因此,我尝试使用下面的代码为文件创建动态路径。 But, it does not work.
但是,它不起作用。
I actually not sure how to use instance in model.py and how to pass path to def get_file_path. 我实际上不确定如何在model.py中使用实例以及如何将路径传递给def get_file_path。 Specifically, What I want is that pass the file path from the function in views.py.
具体来说,我想要的是从views.py中的函数传递文件路径。 For example, when I call something like docfile.save(filepath) , it will be saved in that filepath in django.
例如,当我调用docfile.save(filepath)之类的东西时,它将保存在django中的该文件路径中。 Can you help me for this?
你可以帮帮我吗?
An example: 一个例子:
docfile.save(path1)
it will be saved in /path1/file_name
Note: path1 could be anything and it is not related to any model field. 注意:path1可以是任何内容,它与任何模型字段无关。

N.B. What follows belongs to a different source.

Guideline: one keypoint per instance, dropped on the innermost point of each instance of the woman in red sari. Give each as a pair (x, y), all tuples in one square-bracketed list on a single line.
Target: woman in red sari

You could for example have an extra field (eg path
) on the model that specifies the path which you could then access via instance.path
in get_file_path
. 例如,您可以在模型上有一个额外的字段(例如
path
),指定您可以通过get_file_path
instance.path
访问的路径。 You can't access arguments to save
in this function. 您无法访问要在此函数中
save
参数。
You can write a custom file field. 您可以编写自定义文件字段。
class MyFieldField(FileField):
def get_path(self, attname):
return 'path/to/%d' % self.id
def contribute_to_class(self, cls, name):
super(MyFileField, self).contribute_to_class(cls, name)
dispatcher.connect(self._post_init, signals.post_init, sender=cls)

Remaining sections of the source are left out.